One of the best choices I ever made in my life was to travel
around the world in 1978-79. Traveling on a shoestring budget, $6000 between me
and my soon-to-be-wife, we spent a few months in Europe and the rest in India,
Nepal, Thailand, Indonesia and Japan. It was a glorious time and I’m grateful
beyond words that I got to experience a world that is on the verge of
extinction. There were no MacDonalds anywhere in our travels, Starbucks was
decades away, English was rare (except in India), the accommodations we could
afford were simple and comfortable enough, the food we could afford was hearty,
nutritious and delicious enough for our tastes. Traveling “with the people” on
trains and buses was crowded, bumpy and sweaty, but vibrant and adventurous.
In South India, we ate our meals on banana leaf plates using our
fingers. Crows took care of our leftover and the leaves decomposed happily back
into the earth.

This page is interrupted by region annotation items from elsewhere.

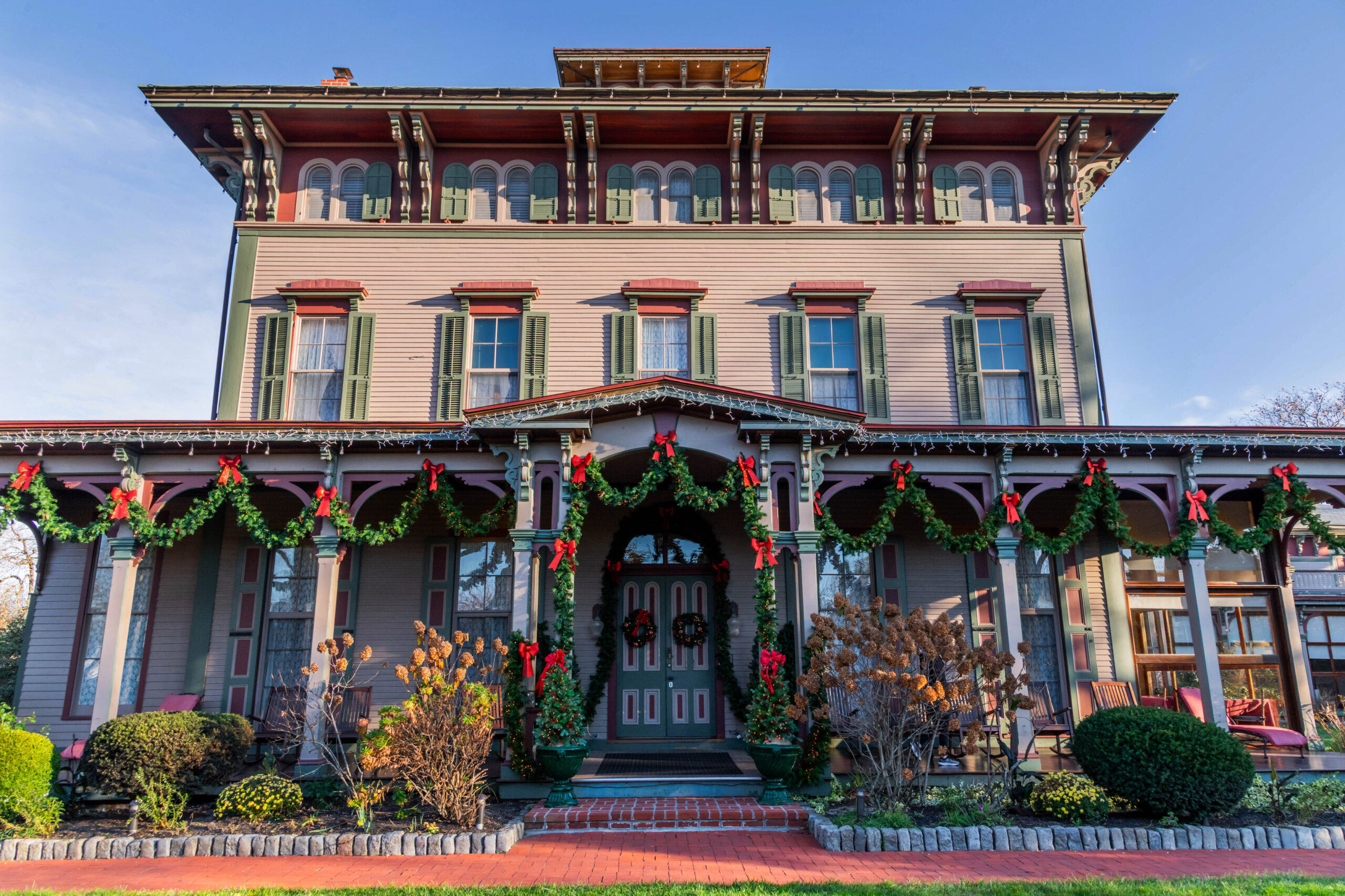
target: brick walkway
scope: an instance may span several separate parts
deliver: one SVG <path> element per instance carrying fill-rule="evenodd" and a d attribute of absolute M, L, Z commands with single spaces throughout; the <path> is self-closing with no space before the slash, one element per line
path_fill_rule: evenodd
<path fill-rule="evenodd" d="M 807 834 L 546 834 L 504 856 L 121 858 L 4 862 L 0 889 L 465 887 L 685 881 L 846 883 L 1182 877 L 1252 872 L 1345 876 L 1345 852 L 829 853 Z"/>
<path fill-rule="evenodd" d="M 523 818 L 529 831 L 807 827 L 804 806 L 763 806 L 756 796 L 642 796 L 581 799 L 578 806 L 547 809 L 538 803 Z"/>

We bought tea at train stations in unglazed ceramic cups which we
then discarded—from earth back to earth. On hot days—and there were many—lying
under a ceiling fan after a dip in the pond or bath was enough to keep us
happy. Our brief stay in Singapore back then was in the part of town where
ceiling fans and banana leaves were still an option. The city was just beginning its move to malls and
high-rises.
Now back in Singapore in 2016, modernization, malls, MacDonald’s and
macchiatos at Starbucks rule the town and nobody here would wax nostalgic about
the “good old days.” There’s more money, more comfort, more convenience, all
those signs of “progress.” But putting aside the loss of a life lived closer to
the elements, with more soul and soil, more buzz and birdsong, there are some
profound ecological consequences at work here. Air conditioning—constant,
centralized and often too cold—is everywhere and pardon my science, but isn’t
it still true that this poses a grave threat to the ozone layer? Not to mention
my respiratory system. I just saw a clip on Facebook about the 120 billion
pounds (or was it tons?) of plastic cutlery discarded in India each year.

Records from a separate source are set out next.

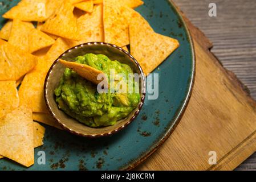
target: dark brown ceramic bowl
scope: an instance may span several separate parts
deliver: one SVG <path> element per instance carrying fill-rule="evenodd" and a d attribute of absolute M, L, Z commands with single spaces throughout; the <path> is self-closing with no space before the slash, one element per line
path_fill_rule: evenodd
<path fill-rule="evenodd" d="M 125 118 L 119 121 L 113 126 L 92 128 L 78 122 L 59 109 L 55 102 L 54 89 L 58 86 L 65 67 L 58 62 L 59 59 L 72 61 L 78 56 L 88 53 L 103 54 L 111 60 L 117 60 L 129 65 L 134 73 L 141 74 L 140 81 L 141 100 L 137 107 Z M 63 53 L 50 68 L 44 82 L 44 99 L 46 106 L 55 120 L 65 130 L 83 136 L 97 137 L 110 135 L 120 131 L 133 121 L 138 115 L 143 105 L 145 93 L 145 78 L 138 62 L 127 51 L 115 45 L 103 42 L 87 43 L 75 46 Z"/>

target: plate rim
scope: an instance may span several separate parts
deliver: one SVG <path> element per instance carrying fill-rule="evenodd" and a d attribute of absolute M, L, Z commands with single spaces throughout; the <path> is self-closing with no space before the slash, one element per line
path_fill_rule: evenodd
<path fill-rule="evenodd" d="M 176 111 L 176 114 L 175 114 L 175 117 L 172 119 L 170 121 L 173 121 L 173 125 L 169 127 L 166 133 L 162 136 L 160 139 L 158 140 L 155 143 L 145 152 L 144 154 L 141 155 L 137 159 L 133 159 L 133 160 L 130 164 L 126 164 L 124 165 L 123 167 L 120 168 L 119 170 L 121 171 L 130 171 L 134 169 L 135 167 L 137 167 L 140 164 L 143 163 L 147 159 L 148 159 L 151 155 L 152 155 L 153 153 L 155 153 L 169 138 L 172 133 L 176 128 L 177 126 L 178 126 L 180 121 L 184 114 L 185 111 L 186 110 L 188 104 L 190 101 L 191 98 L 191 95 L 192 93 L 192 90 L 194 84 L 194 78 L 196 75 L 196 56 L 195 56 L 195 52 L 194 52 L 194 44 L 191 36 L 190 32 L 188 28 L 188 26 L 185 22 L 182 15 L 179 12 L 178 7 L 174 5 L 174 3 L 172 0 L 166 0 L 167 3 L 169 3 L 170 8 L 172 9 L 174 14 L 176 14 L 179 19 L 181 21 L 181 23 L 182 26 L 184 27 L 185 32 L 187 34 L 188 36 L 188 40 L 189 43 L 190 47 L 190 51 L 191 52 L 192 55 L 192 70 L 191 70 L 191 75 L 190 76 L 190 80 L 189 84 L 188 85 L 188 89 L 186 93 L 186 96 L 185 98 L 182 102 L 182 104 L 180 106 L 180 108 Z"/>

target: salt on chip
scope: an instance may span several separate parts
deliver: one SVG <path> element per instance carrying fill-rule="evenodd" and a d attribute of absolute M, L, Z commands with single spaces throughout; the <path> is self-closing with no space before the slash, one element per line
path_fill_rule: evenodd
<path fill-rule="evenodd" d="M 51 115 L 50 115 L 50 114 L 33 113 L 32 117 L 34 121 L 62 130 L 60 126 L 54 121 L 54 119 Z"/>
<path fill-rule="evenodd" d="M 103 0 L 92 0 L 94 4 L 101 4 L 103 2 Z"/>
<path fill-rule="evenodd" d="M 14 81 L 0 81 L 0 118 L 19 106 L 19 99 Z"/>
<path fill-rule="evenodd" d="M 29 52 L 34 52 L 52 45 L 55 40 L 40 30 L 33 28 L 29 35 Z"/>
<path fill-rule="evenodd" d="M 36 148 L 43 144 L 43 136 L 44 136 L 45 129 L 39 123 L 34 122 L 34 147 Z"/>
<path fill-rule="evenodd" d="M 29 105 L 33 112 L 48 112 L 43 96 L 43 85 L 50 64 L 40 58 L 36 67 L 26 75 L 19 89 L 21 104 Z"/>
<path fill-rule="evenodd" d="M 60 9 L 46 20 L 41 31 L 78 40 L 76 19 L 73 14 L 74 8 L 70 2 L 64 1 Z"/>
<path fill-rule="evenodd" d="M 13 26 L 13 20 L 8 20 L 0 31 L 0 38 L 8 40 L 11 33 L 11 27 Z"/>
<path fill-rule="evenodd" d="M 121 0 L 124 4 L 131 8 L 136 8 L 140 5 L 143 5 L 143 1 L 141 0 Z"/>
<path fill-rule="evenodd" d="M 34 129 L 34 148 L 40 147 L 43 144 L 43 137 L 45 129 L 43 126 L 36 122 L 33 122 Z M 0 159 L 4 156 L 0 155 Z"/>
<path fill-rule="evenodd" d="M 59 1 L 59 0 L 58 0 Z M 49 15 L 46 12 L 47 0 L 22 0 L 17 6 L 5 13 L 7 19 L 19 19 L 26 22 L 43 22 Z"/>
<path fill-rule="evenodd" d="M 0 154 L 26 167 L 34 164 L 32 111 L 22 106 L 0 118 Z"/>
<path fill-rule="evenodd" d="M 8 42 L 20 49 L 29 52 L 30 44 L 29 36 L 30 31 L 34 28 L 34 26 L 31 22 L 14 19 Z"/>
<path fill-rule="evenodd" d="M 0 43 L 0 80 L 18 80 L 35 67 L 38 59 L 3 42 Z"/>
<path fill-rule="evenodd" d="M 103 1 L 105 42 L 119 47 L 129 44 L 129 11 L 119 0 Z"/>
<path fill-rule="evenodd" d="M 105 73 L 100 70 L 87 65 L 76 62 L 67 61 L 62 59 L 59 59 L 59 61 L 66 67 L 76 72 L 82 77 L 95 84 L 99 84 L 101 82 L 101 80 L 99 80 L 97 79 L 98 75 L 101 74 L 103 77 L 103 81 L 105 82 L 104 85 L 108 84 L 108 78 L 105 77 Z"/>
<path fill-rule="evenodd" d="M 176 39 L 155 32 L 141 15 L 133 11 L 129 27 L 131 53 L 148 75 L 178 48 L 179 43 Z"/>
<path fill-rule="evenodd" d="M 88 13 L 92 13 L 94 10 L 94 2 L 92 0 L 87 0 L 76 3 L 75 7 Z"/>

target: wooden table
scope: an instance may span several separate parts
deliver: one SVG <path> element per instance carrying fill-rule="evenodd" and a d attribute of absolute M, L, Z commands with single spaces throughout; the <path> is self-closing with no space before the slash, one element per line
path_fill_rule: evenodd
<path fill-rule="evenodd" d="M 212 52 L 248 87 L 256 100 L 256 1 L 173 1 L 212 42 Z M 208 15 L 210 2 L 217 5 L 217 17 Z M 256 169 L 256 152 L 237 169 Z"/>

Banana leaves and unglazed ceramics decomposed and the last I looked, plastic
does not.
I grew up wholly
ensconced in the narrative of Progress, taught to feel sorry for Africans and
Asians living in their undeveloped Third World. So wasn’t it great when China
exchanged its hundred of thousands of bicycles for cars in programs encouraged
by the government? Well, not so great for the kids in Beijing International “Clean
Air” Schools that can’t go out and play on certain days and certainly not so
great for the millions more who don’t have the luxury of “clean air” technology
and inhale pollutants daily. And in Japan they told me the problem was so
severe that the pollutants were wafting over to Japan. Isn’t progress great?

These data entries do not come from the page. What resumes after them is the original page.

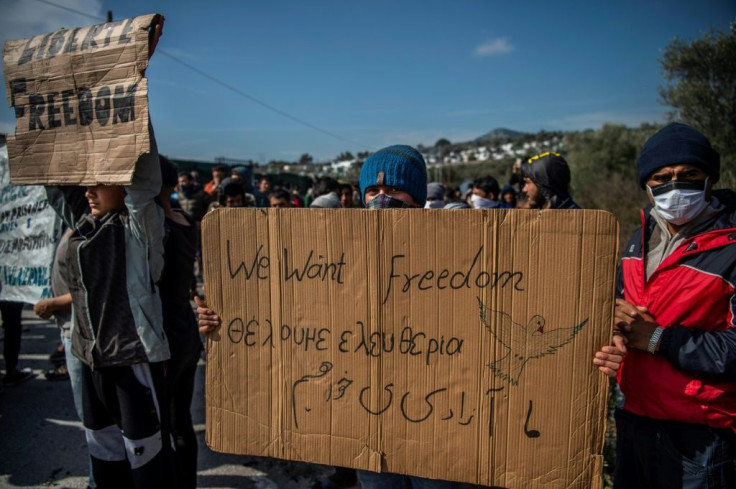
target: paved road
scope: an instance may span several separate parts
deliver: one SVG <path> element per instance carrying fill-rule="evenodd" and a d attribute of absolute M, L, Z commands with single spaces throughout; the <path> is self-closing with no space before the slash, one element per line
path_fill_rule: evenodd
<path fill-rule="evenodd" d="M 41 375 L 51 368 L 48 354 L 58 340 L 53 322 L 36 318 L 30 309 L 23 311 L 20 367 L 39 375 L 15 387 L 0 387 L 0 488 L 87 487 L 87 449 L 69 382 L 51 382 Z M 307 464 L 224 455 L 207 448 L 203 379 L 200 362 L 192 406 L 199 437 L 199 487 L 305 489 L 328 473 Z"/>

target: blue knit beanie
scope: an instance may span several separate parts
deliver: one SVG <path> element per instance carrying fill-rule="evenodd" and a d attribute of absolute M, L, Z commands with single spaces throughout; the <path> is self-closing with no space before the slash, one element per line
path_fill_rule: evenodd
<path fill-rule="evenodd" d="M 721 176 L 721 157 L 708 138 L 692 127 L 672 122 L 647 139 L 641 148 L 636 170 L 644 188 L 649 176 L 663 166 L 688 163 L 708 174 L 712 183 Z"/>
<path fill-rule="evenodd" d="M 359 183 L 363 202 L 365 189 L 376 185 L 403 190 L 422 207 L 427 202 L 427 165 L 411 146 L 397 144 L 373 153 L 360 169 Z"/>

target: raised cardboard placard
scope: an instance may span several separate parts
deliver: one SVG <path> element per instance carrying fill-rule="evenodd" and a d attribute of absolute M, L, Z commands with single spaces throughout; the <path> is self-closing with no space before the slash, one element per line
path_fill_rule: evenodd
<path fill-rule="evenodd" d="M 162 22 L 150 14 L 5 43 L 11 183 L 131 182 L 150 151 L 143 74 Z"/>
<path fill-rule="evenodd" d="M 212 449 L 600 486 L 611 214 L 221 209 L 202 234 Z"/>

There are so many culturally sanctioned and government funded
narratives at play in the world today that so desperately
need changing. The theory of racial superiority, Manifest Destiny, the true
believer and the infidel, male supremacy, drug criminalization, tax shelters
for the rich, for starters. But let’s not forget mindless consumerism, air
conditioning, cars and plastics as both ideas and realities that we need to attend to if we are to shift toward a
more sustainable future.
Now if you’ll excuse me, I’m off to the Botanical Garden to pick some banana leaves and sit in the heat until I get sweaty.